Friday, August 17, 2012

runaway return

It was hard to wake up this morning, after sleeping in on a lumpy bed, waking up groggy to greet the sunrise behind castle-like clouds looming over the island on the horizon, but rituals of St. Drogo, the familiar routine of coffee and power chords, or in this case blastbeats, watching The Kids file in and out, it's not a bad place to come back to.

Driving through the western half of Ohiostan is its own adventure, and there was something strange in the incongruity from place to place, of the stately palatial homes along the lake, the slightly tackier dwellings of the nouveau riche or those with bad taste, heading further out past crumbling and faded facades in towns built on the steel no longer made here, a post office building housing a "buy gold" enterprise, empty factories like some Springsteen cliche.

The turn onto the island reveals a somewhat-new welcome center and a brand-spanking new Border Patrol station just across the street. The juxtaposing of 'welcome tourists' and the razor wire on the other side is disconcerting to me. As soon as I pull in it starts to rain, but I have a trunk full of books and a few layers so I make myself a cup of tea, begin with the pile and listen to the sound of the waves, talk to the next-door neighbor and heir to this chunk of peninsula who in the name of history lets my grandparents rent this place cheaper than a hood apartment in Clevelandia, as he tells me about retirement, traveling around to see jam bands, and the surveillance drones that fly over the water.

where's the pictures? you might ask. Some of us don't utilize technological devices while driving... most of the time.

This has been the childhood idyll of so long, and the emotional retreat in my adulthood that there's a part of me that has a sense of innocence lost. Crass tourism is one thing, the encroachment is another. I suppose it makes people feel safe but it's just weird to me.  The sky once felt so open that we played under, there are now snakes in the water where we swam, nonpoisonous but still awkward, I read the first volume of the Gormenghast trilogy, chunks of the annotated Hobbit, Arabian Nights and Days by Naguib Mahfouz,travel writing about awesome places that I'll probably never get to see because they've been similarly obliterated by both commercialistic and state shenanigans.
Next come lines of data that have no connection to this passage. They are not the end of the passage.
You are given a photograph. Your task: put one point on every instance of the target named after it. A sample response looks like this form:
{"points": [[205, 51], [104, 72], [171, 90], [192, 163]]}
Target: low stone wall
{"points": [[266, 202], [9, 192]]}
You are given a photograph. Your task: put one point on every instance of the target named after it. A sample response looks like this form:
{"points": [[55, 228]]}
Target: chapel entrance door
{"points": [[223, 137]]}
Still, there was beauty to be found, a sense of pristineness, I guess. It rained so much that the green was easy on the eyes and abundant. We drove to a state park known for being a primo birding spot, due to its closeness to the lake and the marshy wetlands full of light pink mallow and lotuses, the tower of the nuke plant notwithstanding.
 As kids we once played on the beach and collected the pale pink shells of freshwater clams, the beach has been left to revert, no sand Zambonis or lifeguards, and underneath the menacing clouds, the tension in the green water, it had an air of wildness that I loved.
 There was a boardwalk through the swampy woods that reminded me of some rainforest with its lushness and only being able to hear the drone of insects, the sound of wind on wet leaves like rain, the solitude.

The rest of the three days was spent reading more, drinking more tea, making fires, gazing up at the stars, having a subsequent dark night of the soul, good conversations with the parents, and waking up the last morning for a sunrise perhaps not quite so epically paintlike but still beautiful.
In all honestly, I like those dark moments before the sun hits best. Sad that one can't see the sliver of crescent moon there.
That gold there is hardly done justice, but it was lovely.


  1. maybe you should moonlight as a tour-guide

  2. SNAKES IN THE MUTHAFUCKIN' WATER. Quoi? Blastbeats? I'm so happy. Sniff. Dude, these shots came out swanky, especially the last two (and the leaf, and the crisscrossed branches).